Тут больная протянула руку, положила ее на локоть священника и постаралась приподняться, чтобы приблизиться к нему.

– А Иродиаде он простил[19]? – спросила она.

Священник почти в ужасе отшатнулся:

– Так кто же вы?

– Да, воистину, отец мой, – со вздохом прошептала несчастная, – назови я вам сразу свое имя, все тотчас стало бы ясно… О, только не покидайте меня, когда я вам его открою! – добавила она.

– Дочь моя, – сказал священник, – даже если бы на моем пути оказался отцеубийца, я не оставил бы его и утешал бы, сопровождая до самого эшафота.

– Ах, эшафот – это искупление! – вскричала больная. – Если бы я окончила жизнь на плахе, а не вот так, в собственной постели, сомнения не терзали бы меня.

– Неужели вы совершили убийство? – не без содрогания спросил священник.

– Нет, отец мой. Но я позволила ему свершиться…

– Осознавали ли вы тогда, что идете на преступление?

– О нет, нет!.. Мне казалось, что я оказываю услугу королю, я возомнила, что служу Господу, но на самом деле лишь утоляла собственную жажду мщения. Неужели вы полагаете, что Господь сможет подобное простить той, которая сама не прощала?

Священник внимательно поглядел на нее. Помедлив, он спросил:

– Вы англичанка?

– Да, отец мой.

– Вы протестантка?

– Да.

– Почему же вы не послали за служителем одной с вами веры? В Булони есть пастор.

– Знаю…

Больная покачала головой и горестно вздохнула.

– Так в чем же дело? – настаивал священник.

– Наши пасторы, отец мой, слишком суровы, ведь вера наша непреклонна… А потому я не осмелилась.

– Что ж, дочь моя, тем самым вы воздали немалую хвалу вере моих отцов. Почему же вы не обратились в ее лоно?

– А если бы она отвергла меня?…

– Наша вера приемлет всех, дочь моя. Разве Иисус не сказал доброму разбойнику: «Истинно говорю тебе, ныне же будешь со мною в раю»[20]?

– Но разбойник был на кресте, он умирал вместе со Спасителем.

– Кто умирает во Христе, умирает и со Христом, а раскаяние стоит распятия. Ведь вы раскаиваетесь, дочь моя?

– О, искренне и горячо, клянусь вам! – воскликнула грешница, воздев руки.

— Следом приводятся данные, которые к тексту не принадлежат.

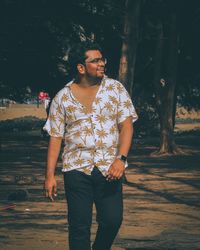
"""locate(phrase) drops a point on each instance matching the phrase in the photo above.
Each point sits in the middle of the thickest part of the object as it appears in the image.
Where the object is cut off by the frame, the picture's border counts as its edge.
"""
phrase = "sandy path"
(161, 200)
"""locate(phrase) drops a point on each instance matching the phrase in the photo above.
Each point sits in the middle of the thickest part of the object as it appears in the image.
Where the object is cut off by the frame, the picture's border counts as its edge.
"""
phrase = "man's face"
(94, 64)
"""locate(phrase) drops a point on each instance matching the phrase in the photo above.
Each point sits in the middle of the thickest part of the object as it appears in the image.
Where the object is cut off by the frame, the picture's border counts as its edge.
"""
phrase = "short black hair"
(77, 55)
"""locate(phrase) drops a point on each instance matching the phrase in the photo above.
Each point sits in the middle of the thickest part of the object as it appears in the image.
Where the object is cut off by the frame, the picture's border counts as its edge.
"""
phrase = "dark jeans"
(81, 192)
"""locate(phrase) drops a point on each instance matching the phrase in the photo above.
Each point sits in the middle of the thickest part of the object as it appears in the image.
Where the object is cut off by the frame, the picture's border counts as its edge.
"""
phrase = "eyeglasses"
(98, 60)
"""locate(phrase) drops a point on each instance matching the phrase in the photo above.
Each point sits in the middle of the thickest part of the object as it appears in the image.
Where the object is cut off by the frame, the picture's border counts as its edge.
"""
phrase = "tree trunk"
(165, 87)
(129, 45)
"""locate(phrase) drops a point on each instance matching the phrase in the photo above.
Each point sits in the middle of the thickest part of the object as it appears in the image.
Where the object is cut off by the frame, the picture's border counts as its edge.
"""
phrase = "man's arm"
(52, 157)
(117, 168)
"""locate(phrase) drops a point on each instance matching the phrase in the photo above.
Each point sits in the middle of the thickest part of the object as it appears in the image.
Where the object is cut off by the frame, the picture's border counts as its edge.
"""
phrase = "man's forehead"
(93, 53)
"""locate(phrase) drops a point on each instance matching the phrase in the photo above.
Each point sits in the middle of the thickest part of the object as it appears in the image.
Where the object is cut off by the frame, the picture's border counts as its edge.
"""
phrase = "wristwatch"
(122, 158)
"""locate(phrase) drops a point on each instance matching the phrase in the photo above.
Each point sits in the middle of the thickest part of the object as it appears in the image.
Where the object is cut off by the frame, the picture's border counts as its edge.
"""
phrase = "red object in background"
(43, 95)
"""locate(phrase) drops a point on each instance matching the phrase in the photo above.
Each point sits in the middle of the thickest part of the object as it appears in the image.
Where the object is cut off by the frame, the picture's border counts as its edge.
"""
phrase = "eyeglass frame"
(98, 60)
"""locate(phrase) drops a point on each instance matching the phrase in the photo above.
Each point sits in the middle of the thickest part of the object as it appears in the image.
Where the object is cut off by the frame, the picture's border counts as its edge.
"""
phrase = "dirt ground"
(161, 198)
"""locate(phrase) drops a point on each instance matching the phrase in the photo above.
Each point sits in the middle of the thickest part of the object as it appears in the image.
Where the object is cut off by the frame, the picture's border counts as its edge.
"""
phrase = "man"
(94, 115)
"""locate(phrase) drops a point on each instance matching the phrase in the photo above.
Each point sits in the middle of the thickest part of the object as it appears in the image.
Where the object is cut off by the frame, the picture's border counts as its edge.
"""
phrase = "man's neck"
(88, 82)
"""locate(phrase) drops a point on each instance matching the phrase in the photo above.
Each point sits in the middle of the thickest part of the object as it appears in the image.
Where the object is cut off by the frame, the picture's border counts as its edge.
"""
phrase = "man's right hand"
(50, 187)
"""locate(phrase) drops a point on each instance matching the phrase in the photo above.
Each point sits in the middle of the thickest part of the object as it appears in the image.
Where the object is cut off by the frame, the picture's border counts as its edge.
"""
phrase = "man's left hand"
(116, 170)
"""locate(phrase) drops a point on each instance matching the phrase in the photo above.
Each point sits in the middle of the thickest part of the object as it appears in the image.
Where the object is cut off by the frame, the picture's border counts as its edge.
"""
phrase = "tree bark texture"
(129, 44)
(165, 84)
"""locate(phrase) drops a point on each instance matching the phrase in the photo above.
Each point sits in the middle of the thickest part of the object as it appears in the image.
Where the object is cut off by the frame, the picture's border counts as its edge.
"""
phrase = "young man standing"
(94, 116)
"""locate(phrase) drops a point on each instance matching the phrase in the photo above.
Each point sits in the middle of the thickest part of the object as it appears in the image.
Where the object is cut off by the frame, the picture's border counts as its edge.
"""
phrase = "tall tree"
(165, 79)
(130, 43)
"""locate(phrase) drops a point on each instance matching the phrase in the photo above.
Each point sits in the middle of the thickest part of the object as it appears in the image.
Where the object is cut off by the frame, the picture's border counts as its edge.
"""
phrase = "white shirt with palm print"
(91, 139)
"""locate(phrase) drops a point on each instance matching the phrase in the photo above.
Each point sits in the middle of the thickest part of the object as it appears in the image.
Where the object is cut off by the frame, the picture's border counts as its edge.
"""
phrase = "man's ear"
(81, 68)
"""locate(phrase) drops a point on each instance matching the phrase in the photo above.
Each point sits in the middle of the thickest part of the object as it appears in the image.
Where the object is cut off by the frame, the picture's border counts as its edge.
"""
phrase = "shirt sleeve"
(55, 124)
(125, 106)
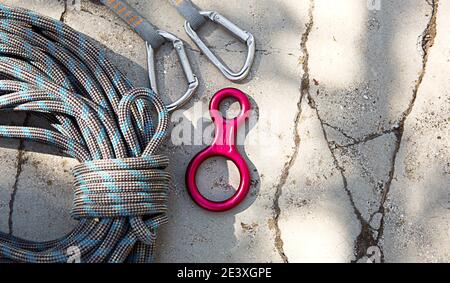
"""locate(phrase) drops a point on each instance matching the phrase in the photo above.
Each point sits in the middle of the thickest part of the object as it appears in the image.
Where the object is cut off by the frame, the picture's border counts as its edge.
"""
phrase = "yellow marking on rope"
(117, 5)
(138, 22)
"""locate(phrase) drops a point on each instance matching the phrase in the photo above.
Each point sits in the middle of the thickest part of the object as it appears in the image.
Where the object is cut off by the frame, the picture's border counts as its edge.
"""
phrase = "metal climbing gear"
(224, 145)
(121, 184)
(154, 38)
(196, 18)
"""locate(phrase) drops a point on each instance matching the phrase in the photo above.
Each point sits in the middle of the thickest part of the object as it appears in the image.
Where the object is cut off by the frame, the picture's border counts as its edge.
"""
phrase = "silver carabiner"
(244, 36)
(185, 64)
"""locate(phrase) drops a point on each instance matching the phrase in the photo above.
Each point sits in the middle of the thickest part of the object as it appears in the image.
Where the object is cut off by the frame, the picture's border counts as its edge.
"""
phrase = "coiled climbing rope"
(98, 117)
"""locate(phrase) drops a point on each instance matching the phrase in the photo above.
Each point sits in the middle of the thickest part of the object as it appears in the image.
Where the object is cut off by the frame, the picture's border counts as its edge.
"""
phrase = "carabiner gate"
(185, 64)
(244, 36)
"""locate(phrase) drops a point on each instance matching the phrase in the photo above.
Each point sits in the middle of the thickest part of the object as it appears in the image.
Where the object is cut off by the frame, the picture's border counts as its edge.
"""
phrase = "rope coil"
(121, 184)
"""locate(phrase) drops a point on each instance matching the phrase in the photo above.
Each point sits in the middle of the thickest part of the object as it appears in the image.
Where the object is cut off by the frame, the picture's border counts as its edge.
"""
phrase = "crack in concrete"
(62, 18)
(367, 138)
(20, 160)
(304, 90)
(366, 238)
(428, 37)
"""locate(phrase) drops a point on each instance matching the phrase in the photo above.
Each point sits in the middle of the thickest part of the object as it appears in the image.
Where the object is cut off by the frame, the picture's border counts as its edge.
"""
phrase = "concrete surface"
(348, 144)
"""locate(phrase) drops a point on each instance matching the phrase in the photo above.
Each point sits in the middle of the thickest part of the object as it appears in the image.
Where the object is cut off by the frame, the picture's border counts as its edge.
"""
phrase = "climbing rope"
(99, 118)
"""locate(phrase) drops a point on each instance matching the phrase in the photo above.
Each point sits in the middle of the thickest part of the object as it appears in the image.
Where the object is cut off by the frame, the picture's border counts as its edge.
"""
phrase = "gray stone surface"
(348, 142)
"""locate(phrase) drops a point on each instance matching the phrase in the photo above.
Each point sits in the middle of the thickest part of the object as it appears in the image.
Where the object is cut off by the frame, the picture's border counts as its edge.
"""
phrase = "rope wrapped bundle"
(99, 118)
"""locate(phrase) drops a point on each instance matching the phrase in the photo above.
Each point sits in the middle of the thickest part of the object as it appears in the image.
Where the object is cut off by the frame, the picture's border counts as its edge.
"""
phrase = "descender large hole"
(217, 179)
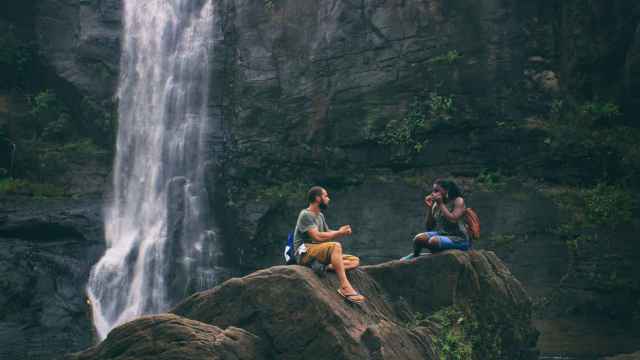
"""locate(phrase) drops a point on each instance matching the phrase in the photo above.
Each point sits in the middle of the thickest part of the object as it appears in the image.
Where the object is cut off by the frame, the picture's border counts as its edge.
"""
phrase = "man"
(314, 241)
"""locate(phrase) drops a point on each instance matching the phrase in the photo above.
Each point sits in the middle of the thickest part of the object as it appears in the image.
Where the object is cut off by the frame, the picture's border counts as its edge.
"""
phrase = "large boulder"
(287, 312)
(172, 337)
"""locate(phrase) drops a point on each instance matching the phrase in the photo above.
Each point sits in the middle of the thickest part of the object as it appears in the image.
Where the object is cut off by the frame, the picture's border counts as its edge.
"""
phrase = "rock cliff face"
(290, 313)
(47, 249)
(80, 40)
(309, 92)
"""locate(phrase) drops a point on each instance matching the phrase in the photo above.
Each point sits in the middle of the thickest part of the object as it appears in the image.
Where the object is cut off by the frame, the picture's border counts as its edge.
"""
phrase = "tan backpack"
(472, 223)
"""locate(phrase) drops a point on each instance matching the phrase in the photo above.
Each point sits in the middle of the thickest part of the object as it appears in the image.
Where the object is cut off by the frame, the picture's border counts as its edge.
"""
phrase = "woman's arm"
(458, 210)
(428, 217)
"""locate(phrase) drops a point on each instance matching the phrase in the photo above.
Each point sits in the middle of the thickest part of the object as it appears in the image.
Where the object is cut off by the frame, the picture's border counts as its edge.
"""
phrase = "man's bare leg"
(350, 263)
(338, 265)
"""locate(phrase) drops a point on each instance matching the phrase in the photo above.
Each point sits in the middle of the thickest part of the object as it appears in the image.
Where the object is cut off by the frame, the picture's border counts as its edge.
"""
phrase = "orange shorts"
(322, 253)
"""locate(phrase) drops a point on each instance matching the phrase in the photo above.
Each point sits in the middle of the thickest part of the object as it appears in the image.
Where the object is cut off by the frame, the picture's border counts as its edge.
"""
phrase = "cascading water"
(156, 225)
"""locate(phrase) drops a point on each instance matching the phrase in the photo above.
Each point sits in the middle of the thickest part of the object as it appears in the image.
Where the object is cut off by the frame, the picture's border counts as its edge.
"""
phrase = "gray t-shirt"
(306, 220)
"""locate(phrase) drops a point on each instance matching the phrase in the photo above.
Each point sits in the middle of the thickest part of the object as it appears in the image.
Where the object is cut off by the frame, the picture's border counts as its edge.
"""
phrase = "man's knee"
(420, 238)
(335, 246)
(434, 241)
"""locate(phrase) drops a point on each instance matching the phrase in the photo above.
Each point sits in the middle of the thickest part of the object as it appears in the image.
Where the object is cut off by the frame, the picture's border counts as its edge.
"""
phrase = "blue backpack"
(289, 251)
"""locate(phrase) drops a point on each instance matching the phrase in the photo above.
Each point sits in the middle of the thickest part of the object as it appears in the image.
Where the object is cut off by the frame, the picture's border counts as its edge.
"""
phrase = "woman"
(445, 221)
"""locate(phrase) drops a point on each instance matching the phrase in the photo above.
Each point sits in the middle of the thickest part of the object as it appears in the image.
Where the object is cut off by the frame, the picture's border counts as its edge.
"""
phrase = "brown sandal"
(350, 297)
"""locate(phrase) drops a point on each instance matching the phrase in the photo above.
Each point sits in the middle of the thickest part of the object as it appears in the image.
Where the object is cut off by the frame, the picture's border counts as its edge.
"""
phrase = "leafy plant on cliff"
(25, 187)
(286, 191)
(453, 342)
(603, 207)
(589, 143)
(48, 117)
(449, 58)
(16, 59)
(422, 115)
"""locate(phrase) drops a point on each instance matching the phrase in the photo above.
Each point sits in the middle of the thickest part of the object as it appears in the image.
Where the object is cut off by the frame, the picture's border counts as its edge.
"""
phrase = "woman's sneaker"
(408, 257)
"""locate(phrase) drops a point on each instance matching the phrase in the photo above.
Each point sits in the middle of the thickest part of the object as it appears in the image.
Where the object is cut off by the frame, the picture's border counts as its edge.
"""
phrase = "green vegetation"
(603, 207)
(25, 187)
(286, 191)
(502, 240)
(48, 118)
(456, 330)
(422, 116)
(591, 144)
(17, 59)
(490, 180)
(269, 5)
(447, 59)
(462, 336)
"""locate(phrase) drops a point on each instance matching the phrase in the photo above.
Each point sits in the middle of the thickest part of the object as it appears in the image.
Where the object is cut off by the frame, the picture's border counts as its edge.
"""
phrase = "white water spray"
(156, 225)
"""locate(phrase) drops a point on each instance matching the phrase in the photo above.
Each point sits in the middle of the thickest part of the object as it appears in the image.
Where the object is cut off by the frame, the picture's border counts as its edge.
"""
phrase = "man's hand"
(345, 230)
(428, 201)
(438, 198)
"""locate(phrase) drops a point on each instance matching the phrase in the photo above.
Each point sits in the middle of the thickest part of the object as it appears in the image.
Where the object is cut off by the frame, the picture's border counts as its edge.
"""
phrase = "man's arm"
(458, 210)
(321, 236)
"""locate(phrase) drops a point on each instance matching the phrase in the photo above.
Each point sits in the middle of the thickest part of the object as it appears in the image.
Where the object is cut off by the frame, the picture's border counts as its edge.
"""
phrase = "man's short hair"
(313, 193)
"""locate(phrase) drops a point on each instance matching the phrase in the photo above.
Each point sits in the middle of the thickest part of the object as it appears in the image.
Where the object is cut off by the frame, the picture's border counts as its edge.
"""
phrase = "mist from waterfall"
(156, 227)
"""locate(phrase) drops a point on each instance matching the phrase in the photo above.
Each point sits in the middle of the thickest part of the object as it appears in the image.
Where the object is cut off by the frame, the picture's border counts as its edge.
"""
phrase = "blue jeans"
(449, 243)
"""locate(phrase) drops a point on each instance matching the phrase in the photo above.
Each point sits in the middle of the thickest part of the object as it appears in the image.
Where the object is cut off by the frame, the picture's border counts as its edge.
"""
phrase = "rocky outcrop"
(173, 337)
(47, 248)
(80, 40)
(287, 312)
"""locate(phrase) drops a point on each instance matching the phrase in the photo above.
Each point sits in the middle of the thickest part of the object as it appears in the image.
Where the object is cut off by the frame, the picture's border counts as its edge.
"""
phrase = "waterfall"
(157, 236)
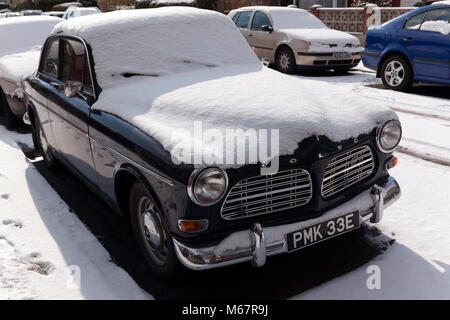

– Вы раскаиваетесь только лишь из страха смерти?

– Нет, отец мой, покаяние пришло ко мне, как к святому Павлу на пути в Дамаск: словно пелена спала с моих глаз[21], и я увидела себя такой, какая я есть.

– Но тогда вам должно быть известно, что Господь не только простил святого Павла[22], но и сделал его одним из своих апостолов, меж тем как тот стерег одежды тех, кто побивал камнями святого мученика Стефана[23].

– Как вы добры, отец мой, поддерживая и утешая меня так.

– Это мой долг, дочь моя. Когда строптивая овца удаляется от стада[24], невзирая на лай сторожевых собак, предупреждающих об опасности, добрый пастырь взваливает ее на свои плечи и относит в овчарню, но ведь его не может не обрадовать, если она возвращается сама! Говорите же, поведайте мне о ваших прегрешениях, я готов выслушать рассказ о них, и, если во власти скромного служителя Церкви дать вам отпущение содеянных вами грехов, вы удостоитесь прощения во имя Господа.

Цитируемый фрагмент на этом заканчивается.